The metric we are using is the mean squared error. Below is the code and output for our baseline regression model. This is a model that has no regularization to it. Below is the code.

In [5]:
regression=LinearRegression()
regression.fit(X,y)
first_model=(mean_squared_error(y_true=y,y_pred=regression.predict(X)))
print(first_model)

0.35528915032173053


In [7]:
ridge=Ridge(normalize=True)
search=GridSearchCV(estimator=ridge,param_grid={'alpha':np.logspace(-5,2,8)},
                    scoring='neg_mean_squared_error',n_jobs=1,refit=True,cv=10)

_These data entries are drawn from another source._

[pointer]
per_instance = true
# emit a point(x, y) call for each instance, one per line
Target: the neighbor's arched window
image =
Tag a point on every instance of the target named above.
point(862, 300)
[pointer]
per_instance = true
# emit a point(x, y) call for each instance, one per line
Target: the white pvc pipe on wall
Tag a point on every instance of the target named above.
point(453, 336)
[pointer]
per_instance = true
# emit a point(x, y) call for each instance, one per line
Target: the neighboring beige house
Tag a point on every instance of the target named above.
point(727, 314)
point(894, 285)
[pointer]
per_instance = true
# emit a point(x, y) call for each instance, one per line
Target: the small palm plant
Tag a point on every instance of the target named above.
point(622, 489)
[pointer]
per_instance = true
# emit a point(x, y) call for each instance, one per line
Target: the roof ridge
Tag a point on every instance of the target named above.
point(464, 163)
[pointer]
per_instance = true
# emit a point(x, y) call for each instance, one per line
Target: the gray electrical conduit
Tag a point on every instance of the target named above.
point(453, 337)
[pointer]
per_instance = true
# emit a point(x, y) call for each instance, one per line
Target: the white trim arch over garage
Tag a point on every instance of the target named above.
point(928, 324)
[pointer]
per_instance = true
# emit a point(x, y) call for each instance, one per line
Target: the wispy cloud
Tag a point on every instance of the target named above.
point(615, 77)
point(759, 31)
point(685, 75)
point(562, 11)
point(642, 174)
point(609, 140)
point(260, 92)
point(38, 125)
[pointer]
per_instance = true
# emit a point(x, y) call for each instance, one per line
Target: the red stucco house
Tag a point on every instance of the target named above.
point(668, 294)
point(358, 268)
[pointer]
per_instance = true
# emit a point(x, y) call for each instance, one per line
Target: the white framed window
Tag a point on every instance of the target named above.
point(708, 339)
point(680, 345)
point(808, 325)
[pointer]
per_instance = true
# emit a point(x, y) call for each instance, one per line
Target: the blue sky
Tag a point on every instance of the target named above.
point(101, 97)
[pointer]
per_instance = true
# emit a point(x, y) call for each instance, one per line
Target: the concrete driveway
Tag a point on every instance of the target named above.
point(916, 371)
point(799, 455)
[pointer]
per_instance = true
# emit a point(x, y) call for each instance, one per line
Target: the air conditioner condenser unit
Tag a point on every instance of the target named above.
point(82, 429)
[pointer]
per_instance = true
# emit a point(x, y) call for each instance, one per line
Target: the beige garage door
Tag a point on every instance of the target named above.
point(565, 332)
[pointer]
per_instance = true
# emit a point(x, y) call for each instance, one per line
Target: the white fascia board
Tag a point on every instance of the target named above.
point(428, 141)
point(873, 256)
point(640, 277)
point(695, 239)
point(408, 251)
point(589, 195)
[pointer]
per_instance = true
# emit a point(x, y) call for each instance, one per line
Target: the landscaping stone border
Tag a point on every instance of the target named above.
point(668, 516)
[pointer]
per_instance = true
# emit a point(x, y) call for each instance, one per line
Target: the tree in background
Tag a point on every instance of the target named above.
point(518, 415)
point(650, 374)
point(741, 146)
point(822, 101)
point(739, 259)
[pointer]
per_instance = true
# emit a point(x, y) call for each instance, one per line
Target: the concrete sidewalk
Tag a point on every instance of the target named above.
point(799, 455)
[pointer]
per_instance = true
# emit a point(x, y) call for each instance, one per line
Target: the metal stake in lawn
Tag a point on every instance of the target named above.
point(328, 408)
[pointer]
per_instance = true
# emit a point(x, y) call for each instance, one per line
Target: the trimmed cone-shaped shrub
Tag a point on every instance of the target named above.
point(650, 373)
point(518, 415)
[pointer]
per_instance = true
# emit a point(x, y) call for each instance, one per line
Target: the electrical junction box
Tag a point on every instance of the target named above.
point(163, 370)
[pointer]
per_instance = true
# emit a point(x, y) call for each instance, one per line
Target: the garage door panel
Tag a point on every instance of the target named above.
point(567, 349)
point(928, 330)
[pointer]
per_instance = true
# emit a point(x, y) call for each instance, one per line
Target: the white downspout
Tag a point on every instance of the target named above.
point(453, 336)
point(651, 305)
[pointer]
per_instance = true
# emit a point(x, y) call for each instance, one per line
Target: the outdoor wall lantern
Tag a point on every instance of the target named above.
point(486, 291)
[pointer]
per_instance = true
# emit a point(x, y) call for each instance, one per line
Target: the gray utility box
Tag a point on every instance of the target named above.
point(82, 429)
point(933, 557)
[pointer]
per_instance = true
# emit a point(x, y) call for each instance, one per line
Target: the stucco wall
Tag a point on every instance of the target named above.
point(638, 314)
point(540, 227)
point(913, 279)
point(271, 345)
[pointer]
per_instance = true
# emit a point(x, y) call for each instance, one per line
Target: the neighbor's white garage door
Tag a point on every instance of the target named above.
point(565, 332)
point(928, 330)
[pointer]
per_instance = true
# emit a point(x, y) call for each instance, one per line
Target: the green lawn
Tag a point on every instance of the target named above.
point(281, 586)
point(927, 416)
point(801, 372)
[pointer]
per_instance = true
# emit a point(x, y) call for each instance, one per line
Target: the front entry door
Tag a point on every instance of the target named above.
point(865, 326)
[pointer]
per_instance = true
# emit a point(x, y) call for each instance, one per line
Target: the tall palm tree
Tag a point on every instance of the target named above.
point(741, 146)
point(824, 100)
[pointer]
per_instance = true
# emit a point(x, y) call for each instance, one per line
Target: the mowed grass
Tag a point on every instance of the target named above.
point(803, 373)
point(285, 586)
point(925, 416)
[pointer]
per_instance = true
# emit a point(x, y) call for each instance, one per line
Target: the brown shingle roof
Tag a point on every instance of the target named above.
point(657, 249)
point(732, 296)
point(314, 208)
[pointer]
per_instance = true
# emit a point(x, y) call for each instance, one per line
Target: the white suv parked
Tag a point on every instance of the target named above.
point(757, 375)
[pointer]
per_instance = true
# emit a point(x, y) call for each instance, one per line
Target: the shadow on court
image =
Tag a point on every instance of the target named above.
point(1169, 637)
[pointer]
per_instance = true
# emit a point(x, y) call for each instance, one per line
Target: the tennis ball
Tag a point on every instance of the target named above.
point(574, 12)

The search object has several arguments within it. Alpha is hyperparameter we are trying to set. The log space is the range of values we want to test. We want the log of -5 to 2, but we only get 8 values from within that range evenly spread out. Are metric is the mean squared error. Refit set true means to adjust the parameters while modeling and cv is the number of folds to develop for the cross-validation. We can now use the .fit function to run the model and then use the .best_params_ and .best_scores_ function to determine the model;s strength. Below is the code and .

In [8]:
search.fit(X,y)
search.best_params_

{'alpha': 0.01}

Above is the most approriate alpha and below we see the mean squared error if we use this alpha.

In [9]:
abs(search.best_score_)

0.3801325693754134

In this case, the value of 0.38 is worse than what the baseline model was. We can confirm this by  fitting our model with the ridge information and finding the mean squared error. This is done below.

In [10]:
ridge=Ridge(normalize=True,alpha=0.01)
ridge.fit(X,y)
second_model=(mean_squared_error(y_true=y,y_pred=ridge.predict(X)))
print(second_model)

0.35529321992606566


The 0.35 is lower than the 0.38. This is because the last results are not cross-validated. In addition, these results indicate that there is little difference between the ridge and baseline models. This is confirmed with the coefficients of each model found below.

In [11]:
coef_dict_baseline = {}
for coef, feat in zip(regression.coef_,data("VietNamI").columns):
    coef_dict_baseline[feat] = coef
coef_dict_baseline

{'pharvis': 0.013282050886950928,
 'lnhhexp': 0.06480086550467873,
 'age': 0.004012412278795713,
 'sex': -0.08739614349708995,
 'married': 0.07527646383836195,
 'educ': -0.0618092130060029,
 'illness': 0.04087038457896233,
 'injury': -0.002763768716569035,
 'illdays': -0.00671706331089314,
 'actdays': 0.14687843649771137}

In [12]:
coef_dict_ridge = {}
for coef, feat in zip(ridge.coef_,data("VietNamI").columns):
    coef_dict_ridge[feat] = coef
coef_dict_ridge

{'pharvis': 0.012881937698185299,
 'lnhhexp': 0.06335455237380982,
 'age': 0.0038966233212979276,
 'sex': -0.08465416379615645,
 'married': 0.07451889604357705,
 'educ': -0.060987237789927026,
 'illness': 0.03943060792205406,
 'injury': -0.002779341753010456,
 'illdays': -0.006551280792122475,
 'actdays': 0.14663287713359738}

The coefficient values are about the same. This means that the penalization made little difference with this dataset.